Question

$\left(\frac{1+cos \frac{\pi}{8}-i \sin \frac{\pi}{8}}{1+cos \frac{\pi}{8}+i \sin \frac{\pi}{8}}\right)^{8}$

Answer 1

-1

Answer 2

The problem asks us to evaluate the given complex number expression:

$\left(\frac{1+\cos \frac{\pi}{8}-i \sin \frac{\pi}{8}}{1+\cos \frac{\pi}{8}+i \sin \frac{\pi}{8}}\right)^{8}$

Let $z = \cos \frac{\pi}{8} + i \sin \frac{\pi}{8}$. By Euler's formula, $z = e^{i \frac{\pi}{8}}$. Since $z$ is a complex number on the unit circle (i.e., $|z|=1$), its conjugate $\bar{z}$ is equal to $1/z$. So, $\bar{z} = \cos \frac{\pi}{8} - i \sin \frac{\pi}{8} = e^{-i \frac{\pi}{8}}$.

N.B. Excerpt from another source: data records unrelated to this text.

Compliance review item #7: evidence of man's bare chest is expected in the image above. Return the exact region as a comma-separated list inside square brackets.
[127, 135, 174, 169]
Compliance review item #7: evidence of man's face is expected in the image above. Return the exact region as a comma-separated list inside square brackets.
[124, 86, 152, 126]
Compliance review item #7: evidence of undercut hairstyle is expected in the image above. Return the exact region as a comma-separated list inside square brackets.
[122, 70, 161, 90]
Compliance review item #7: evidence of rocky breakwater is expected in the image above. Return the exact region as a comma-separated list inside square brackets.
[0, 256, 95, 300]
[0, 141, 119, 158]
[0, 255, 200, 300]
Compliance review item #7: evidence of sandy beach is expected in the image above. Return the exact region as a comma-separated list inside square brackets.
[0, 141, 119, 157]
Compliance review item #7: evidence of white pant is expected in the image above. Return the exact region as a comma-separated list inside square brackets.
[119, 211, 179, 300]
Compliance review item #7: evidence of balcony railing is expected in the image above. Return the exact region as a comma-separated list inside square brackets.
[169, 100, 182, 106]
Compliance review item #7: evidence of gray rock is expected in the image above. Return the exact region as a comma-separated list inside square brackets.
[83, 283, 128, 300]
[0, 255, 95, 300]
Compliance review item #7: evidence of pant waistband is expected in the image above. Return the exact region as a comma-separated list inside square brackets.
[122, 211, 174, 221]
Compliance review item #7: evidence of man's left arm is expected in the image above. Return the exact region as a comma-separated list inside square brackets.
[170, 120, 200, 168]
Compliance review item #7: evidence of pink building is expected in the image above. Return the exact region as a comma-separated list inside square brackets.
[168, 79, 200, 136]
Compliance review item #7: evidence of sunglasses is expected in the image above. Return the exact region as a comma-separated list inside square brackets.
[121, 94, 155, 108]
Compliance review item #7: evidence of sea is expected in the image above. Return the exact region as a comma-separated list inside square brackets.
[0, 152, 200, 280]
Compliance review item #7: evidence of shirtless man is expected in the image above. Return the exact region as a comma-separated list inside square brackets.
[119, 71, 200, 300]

Now, let's rewrite the expression inside the parenthesis using $z$:

$\frac{1+\cos \frac{\pi}{8}-i \sin \frac{\pi}{8}}{1+\cos \frac{\pi}{8}+i \sin \frac{\pi}{8}} = \frac{1+\bar{z}}{1+z}$

Since $\bar{z} = 1/z$, we can substitute this into the expression:

$\frac{1+\frac{1}{z}}{1+z} = \frac{\frac{z+1}{z}}{1+z}$

Assuming $1+z \neq 0$ (which is true since $z = e^{i \frac{\pi}{8}} \neq -1$), we can cancel out the $(1+z)$ term:

$\frac{1}{z}$

So, the expression inside the parenthesis simplifies to $\frac{1}{z}$. Substituting back the value of $z$:

$\frac{1}{z} = \frac{1}{\cos \frac{\pi}{8} + i \sin \frac{\pi}{8}} = \cos \frac{\pi}{8} - i \sin \frac{\pi}{8} = e^{-i \frac{\pi}{8}}$

Now, we need to raise this simplified expression to the power of 8:

$\left(e^{-i \frac{\pi}{8}}\right)^{8}$

Using De Moivre's theorem, which states that $(e^{i\theta})^n = e^{in\theta}$:

$e^{-i \frac{\pi}{8} \times 8} = e^{-i\pi}$

Finally, we evaluate $e^{-i\pi}$ using Euler's formula $e^{i\phi} = \cos \phi + i \sin \phi$:

$e^{-i\pi} = \cos(-\pi) + i \sin(-\pi)$

We know that $\cos(-\pi) = \cos(\pi) = -1$ and $\sin(-\pi) = -\sin(\pi) = 0$.

$e^{-i\pi} = -1 + i(0) = -1$

The final answer is -1.

Explanation of the solution:

1. Let $z = \cos \frac{\pi}{8} + i \sin \frac{\pi}{8}$. By Euler's formula, $z = e^{i \frac{\pi}{8}}$.
2. Since $|z|=1$, its conjugate $\bar{z} = \cos \frac{\pi}{8} - i \sin \frac{\pi}{8}$ is equal to $1/z$.
3. Substitute $z$ and $\bar{z}$ into the given expression: $\left(\frac{1+\bar{z}}{1+z}\right)^{8}$.
4. Simplify the term inside the parenthesis: $\frac{1+\bar{z}}{1+z} = \frac{1+1/z}{1+z} = \frac{(z+1)/z}{1+z} = \frac{1}{z}$.
5. So, the expression becomes $\left(\frac{1}{z}\right)^{8}$.
6. Substitute $z = e^{i \frac{\pi}{8}}$ back: $\left(\frac{1}{e^{i \frac{\pi}{8}}}\right)^{8} = \left(e^{-i \frac{\pi}{8}}\right)^{8}$.
7. Apply De Moivre's theorem: $e^{-i \frac{\pi}{8} \times 8} = e^{-i\pi}$.
8. Evaluate $e^{-i\pi} = \cos(-\pi) + i \sin(-\pi) = -1 + 0i = -1$.